Kota Jantho | Garda.id
Penyerahan secara simbolis tersebut dilakukan pada kegiatan Press Realise yang digelar Kejaksaan Negeri Aceh Besar, di aula press realis Kejari Aceh Besar di Kota Jantho, Rabu(13/5/2026).
Sejumlah uang kontan yang distor ke Kas Negara tersebut merupakan hasil pengembalian dari dua kasus yang ditangani Kejari Aceh Besar, yakni kasus PNPM yang terjadi di Kecamatan Simpang Tiga Aceh Besar dan Kasus Distribusi pasar Induk Lambaro Aceh Besar dan telah mendapat keputusan hukum tetap (inkrah) dengan total pengembalian kerugian negara mencapai Rp 932.059.000.

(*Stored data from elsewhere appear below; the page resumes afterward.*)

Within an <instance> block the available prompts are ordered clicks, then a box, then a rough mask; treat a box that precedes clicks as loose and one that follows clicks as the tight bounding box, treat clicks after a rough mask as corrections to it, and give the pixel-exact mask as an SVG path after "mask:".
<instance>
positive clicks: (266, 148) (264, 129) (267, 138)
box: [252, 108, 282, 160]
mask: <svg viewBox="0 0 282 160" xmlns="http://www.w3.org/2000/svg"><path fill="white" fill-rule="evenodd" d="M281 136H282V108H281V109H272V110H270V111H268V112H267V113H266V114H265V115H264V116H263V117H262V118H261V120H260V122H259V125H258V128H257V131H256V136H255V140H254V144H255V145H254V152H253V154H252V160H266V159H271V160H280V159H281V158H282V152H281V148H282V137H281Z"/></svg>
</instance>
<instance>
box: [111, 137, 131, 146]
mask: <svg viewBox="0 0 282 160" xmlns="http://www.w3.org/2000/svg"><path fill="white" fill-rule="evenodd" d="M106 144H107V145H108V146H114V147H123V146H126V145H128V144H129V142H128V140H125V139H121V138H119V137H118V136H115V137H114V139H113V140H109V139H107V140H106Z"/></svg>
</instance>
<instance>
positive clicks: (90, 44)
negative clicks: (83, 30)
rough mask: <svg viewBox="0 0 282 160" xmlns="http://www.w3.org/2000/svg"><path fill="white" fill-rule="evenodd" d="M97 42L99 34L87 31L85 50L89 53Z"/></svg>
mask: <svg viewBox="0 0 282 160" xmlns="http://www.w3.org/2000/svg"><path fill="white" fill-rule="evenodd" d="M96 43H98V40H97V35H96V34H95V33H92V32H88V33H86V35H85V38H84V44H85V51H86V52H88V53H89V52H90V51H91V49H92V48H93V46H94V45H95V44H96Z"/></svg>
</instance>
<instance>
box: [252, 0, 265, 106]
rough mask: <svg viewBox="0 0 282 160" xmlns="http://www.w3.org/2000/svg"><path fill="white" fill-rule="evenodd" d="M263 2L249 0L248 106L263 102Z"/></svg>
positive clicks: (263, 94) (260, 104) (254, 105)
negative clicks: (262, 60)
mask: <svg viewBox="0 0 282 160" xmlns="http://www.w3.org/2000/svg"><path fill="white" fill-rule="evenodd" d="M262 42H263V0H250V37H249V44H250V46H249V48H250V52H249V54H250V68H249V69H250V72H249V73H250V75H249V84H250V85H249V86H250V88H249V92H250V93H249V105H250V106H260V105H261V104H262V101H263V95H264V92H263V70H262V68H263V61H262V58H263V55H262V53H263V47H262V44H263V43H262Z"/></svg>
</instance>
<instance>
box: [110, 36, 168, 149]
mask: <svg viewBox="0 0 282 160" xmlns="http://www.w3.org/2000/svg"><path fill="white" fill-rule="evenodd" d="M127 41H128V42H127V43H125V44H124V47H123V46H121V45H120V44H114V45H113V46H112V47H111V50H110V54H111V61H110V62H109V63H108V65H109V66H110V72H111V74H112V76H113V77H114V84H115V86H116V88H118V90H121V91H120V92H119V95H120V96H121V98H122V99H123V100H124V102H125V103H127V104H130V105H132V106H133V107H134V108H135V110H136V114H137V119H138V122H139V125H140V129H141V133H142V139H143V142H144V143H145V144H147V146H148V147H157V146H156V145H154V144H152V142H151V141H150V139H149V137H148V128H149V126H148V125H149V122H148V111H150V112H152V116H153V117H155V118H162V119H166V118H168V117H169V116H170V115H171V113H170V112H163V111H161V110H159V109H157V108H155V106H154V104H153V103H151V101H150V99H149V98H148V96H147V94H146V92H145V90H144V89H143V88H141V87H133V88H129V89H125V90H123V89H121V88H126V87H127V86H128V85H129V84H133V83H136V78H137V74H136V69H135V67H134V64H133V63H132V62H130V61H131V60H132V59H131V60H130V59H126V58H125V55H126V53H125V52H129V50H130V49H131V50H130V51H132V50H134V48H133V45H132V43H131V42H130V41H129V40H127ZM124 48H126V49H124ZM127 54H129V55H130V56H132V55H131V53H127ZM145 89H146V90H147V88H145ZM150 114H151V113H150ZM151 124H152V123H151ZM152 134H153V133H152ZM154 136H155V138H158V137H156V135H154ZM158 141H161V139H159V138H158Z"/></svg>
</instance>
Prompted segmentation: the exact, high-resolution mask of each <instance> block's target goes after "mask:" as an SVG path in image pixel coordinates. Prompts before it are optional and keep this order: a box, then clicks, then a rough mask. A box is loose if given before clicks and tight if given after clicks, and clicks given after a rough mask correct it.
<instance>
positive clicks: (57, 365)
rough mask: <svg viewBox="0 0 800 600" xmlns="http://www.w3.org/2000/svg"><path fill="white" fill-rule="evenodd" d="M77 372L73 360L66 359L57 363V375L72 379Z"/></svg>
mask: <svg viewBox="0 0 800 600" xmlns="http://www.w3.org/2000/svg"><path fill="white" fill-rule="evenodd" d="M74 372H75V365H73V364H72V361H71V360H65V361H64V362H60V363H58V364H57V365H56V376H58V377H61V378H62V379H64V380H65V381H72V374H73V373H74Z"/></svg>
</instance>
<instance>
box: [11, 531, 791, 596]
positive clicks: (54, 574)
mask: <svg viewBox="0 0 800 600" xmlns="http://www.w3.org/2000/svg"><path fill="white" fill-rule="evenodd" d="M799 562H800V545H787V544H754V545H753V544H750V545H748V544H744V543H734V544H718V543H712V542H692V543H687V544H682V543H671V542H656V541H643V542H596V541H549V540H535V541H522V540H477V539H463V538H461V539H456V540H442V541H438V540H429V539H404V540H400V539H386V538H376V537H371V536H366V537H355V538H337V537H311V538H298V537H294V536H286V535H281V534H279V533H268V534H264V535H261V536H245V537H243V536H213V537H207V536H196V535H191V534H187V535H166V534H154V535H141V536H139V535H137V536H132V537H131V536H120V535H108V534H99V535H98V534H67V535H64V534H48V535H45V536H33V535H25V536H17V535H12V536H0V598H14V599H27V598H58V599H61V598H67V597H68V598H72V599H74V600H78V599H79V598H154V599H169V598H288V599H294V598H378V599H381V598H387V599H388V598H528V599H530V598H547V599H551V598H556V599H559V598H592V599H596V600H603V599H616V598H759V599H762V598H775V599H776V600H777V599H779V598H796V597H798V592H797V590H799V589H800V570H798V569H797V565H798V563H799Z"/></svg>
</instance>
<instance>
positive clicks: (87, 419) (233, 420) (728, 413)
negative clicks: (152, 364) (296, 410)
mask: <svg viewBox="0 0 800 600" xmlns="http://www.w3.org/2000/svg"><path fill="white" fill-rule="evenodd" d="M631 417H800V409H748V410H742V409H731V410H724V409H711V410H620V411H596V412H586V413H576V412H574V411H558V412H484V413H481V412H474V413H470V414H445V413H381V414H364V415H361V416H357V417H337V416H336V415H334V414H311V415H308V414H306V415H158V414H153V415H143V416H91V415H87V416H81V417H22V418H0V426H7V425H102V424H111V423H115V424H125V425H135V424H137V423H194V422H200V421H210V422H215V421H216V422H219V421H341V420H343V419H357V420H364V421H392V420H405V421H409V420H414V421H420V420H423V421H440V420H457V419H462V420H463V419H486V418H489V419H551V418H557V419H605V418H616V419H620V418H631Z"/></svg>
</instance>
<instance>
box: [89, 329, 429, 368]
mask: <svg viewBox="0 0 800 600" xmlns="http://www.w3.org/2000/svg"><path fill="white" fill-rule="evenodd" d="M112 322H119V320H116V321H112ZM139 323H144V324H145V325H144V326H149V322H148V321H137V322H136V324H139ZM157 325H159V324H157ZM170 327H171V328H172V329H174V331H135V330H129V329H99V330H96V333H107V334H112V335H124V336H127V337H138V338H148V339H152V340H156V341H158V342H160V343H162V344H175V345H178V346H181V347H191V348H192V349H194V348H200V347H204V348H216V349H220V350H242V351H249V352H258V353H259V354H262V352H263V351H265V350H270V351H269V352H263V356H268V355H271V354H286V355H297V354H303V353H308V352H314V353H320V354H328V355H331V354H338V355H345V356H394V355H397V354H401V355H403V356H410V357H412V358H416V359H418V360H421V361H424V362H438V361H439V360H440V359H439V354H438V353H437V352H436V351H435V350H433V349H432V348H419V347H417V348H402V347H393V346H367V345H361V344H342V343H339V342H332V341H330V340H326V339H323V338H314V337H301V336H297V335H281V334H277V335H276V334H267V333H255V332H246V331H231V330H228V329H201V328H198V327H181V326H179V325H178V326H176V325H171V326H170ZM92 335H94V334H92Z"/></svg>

Baca Juga:Sedangkan untuk jumlah selain yang distor hari ini telah dilakukan penyetoran kepada Kas Negara beberapa waktu sebelumnya dengan total penyetoran sebesar Rp Rp545.182.000.
Kepala Kejakasaan Negeri Aceh Besar, Dr. Wisnu Murtopo Nur Muhamad, S.H., M.H memaparkan sejumlah uang yang distor tersebut merupakan hasil dari penindakan hukum yang dilakukan pihak Kejari Aceh Besar dan merupakan bagian dari keputusan hukum yang diterapkan kepada pelaku kejahatan.

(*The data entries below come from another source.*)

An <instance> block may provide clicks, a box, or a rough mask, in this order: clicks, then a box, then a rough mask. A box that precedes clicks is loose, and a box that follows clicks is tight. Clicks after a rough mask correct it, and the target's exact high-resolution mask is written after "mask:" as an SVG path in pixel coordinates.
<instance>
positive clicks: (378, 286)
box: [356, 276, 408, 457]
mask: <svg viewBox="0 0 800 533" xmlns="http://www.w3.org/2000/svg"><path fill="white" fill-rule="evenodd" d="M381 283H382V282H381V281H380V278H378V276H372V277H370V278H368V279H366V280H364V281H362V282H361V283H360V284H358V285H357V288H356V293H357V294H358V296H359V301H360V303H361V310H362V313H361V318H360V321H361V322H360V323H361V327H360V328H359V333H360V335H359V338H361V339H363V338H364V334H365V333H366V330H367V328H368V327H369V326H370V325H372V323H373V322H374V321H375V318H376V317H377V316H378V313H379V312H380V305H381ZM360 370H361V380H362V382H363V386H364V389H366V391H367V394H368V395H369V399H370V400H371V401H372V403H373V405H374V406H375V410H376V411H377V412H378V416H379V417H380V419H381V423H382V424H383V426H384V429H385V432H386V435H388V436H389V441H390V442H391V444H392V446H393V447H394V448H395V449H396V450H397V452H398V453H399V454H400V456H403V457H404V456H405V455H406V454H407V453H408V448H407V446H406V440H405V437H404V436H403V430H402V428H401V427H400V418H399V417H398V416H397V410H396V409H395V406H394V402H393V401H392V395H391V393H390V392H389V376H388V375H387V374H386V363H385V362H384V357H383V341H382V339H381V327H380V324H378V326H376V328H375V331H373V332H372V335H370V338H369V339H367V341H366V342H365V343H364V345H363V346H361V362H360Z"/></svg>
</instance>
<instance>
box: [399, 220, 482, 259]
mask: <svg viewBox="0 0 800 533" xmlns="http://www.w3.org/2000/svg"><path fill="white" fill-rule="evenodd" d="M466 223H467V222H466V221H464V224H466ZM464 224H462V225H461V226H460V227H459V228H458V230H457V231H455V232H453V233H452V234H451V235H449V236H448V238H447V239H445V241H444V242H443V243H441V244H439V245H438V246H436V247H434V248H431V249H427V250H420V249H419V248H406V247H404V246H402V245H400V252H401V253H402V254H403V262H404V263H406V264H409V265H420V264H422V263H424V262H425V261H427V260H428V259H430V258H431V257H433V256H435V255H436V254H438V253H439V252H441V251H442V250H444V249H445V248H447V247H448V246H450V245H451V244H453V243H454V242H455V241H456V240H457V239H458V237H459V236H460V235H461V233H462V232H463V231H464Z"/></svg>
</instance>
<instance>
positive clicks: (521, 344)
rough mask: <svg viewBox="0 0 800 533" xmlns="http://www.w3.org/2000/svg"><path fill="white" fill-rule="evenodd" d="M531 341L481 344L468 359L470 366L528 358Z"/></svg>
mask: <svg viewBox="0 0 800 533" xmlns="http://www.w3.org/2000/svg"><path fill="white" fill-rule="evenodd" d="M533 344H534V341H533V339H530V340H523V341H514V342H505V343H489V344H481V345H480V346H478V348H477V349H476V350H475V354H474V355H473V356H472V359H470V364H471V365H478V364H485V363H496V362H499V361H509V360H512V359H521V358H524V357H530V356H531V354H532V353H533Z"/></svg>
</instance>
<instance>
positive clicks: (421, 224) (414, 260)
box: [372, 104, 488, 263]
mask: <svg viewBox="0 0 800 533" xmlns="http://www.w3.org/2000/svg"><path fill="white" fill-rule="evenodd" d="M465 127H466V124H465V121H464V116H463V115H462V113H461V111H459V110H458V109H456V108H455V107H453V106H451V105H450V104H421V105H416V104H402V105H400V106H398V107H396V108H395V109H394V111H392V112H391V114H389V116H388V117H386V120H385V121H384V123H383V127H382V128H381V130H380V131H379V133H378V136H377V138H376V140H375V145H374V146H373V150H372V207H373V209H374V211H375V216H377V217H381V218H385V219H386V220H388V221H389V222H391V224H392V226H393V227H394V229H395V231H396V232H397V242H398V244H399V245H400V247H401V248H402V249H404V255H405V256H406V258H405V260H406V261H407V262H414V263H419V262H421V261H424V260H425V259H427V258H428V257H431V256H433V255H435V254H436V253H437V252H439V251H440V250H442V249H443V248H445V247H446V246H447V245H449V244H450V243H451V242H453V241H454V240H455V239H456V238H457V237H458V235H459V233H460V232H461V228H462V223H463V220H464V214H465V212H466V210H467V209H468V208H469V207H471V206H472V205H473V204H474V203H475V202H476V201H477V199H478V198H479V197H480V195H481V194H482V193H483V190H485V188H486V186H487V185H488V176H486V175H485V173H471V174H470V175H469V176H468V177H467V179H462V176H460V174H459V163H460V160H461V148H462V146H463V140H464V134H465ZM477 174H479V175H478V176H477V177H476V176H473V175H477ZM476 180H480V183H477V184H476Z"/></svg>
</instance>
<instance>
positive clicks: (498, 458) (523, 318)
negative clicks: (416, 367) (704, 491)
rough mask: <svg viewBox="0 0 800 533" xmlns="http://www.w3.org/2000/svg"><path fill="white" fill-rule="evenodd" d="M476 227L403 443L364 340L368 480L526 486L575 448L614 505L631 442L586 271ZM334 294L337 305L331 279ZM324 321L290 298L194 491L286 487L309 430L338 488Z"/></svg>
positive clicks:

"Penindakan hukum yang diberikan kepada pelaku bukan saja hanya sebatas hukuman kurungan badan, tapi juga kita tindak untuk pengembalian kerugian negara, " Ujar Wisnu dalam konferensi pers tersebut.
"Kedepan masih ada potensi pengembalian kerugian negara jauh lebih besar dari jumlah yang kita stor hari ini, " Sebut Wisnu.
KPPN. apresiasi Kejari Aceh Besar
Baca Juga:Kepala Kantor Pelayanan Perbendaharaan Negara (KPPN) Banda Aceh, Muhammad Afifudin Ikhsan mengapresiasi kerja keras pihak penegak hukum (Kejari) Aceh Besar yang telah berhasil mengembalikan kerugian negara melalui penindakan hukum terhadap pelaku kejahatan.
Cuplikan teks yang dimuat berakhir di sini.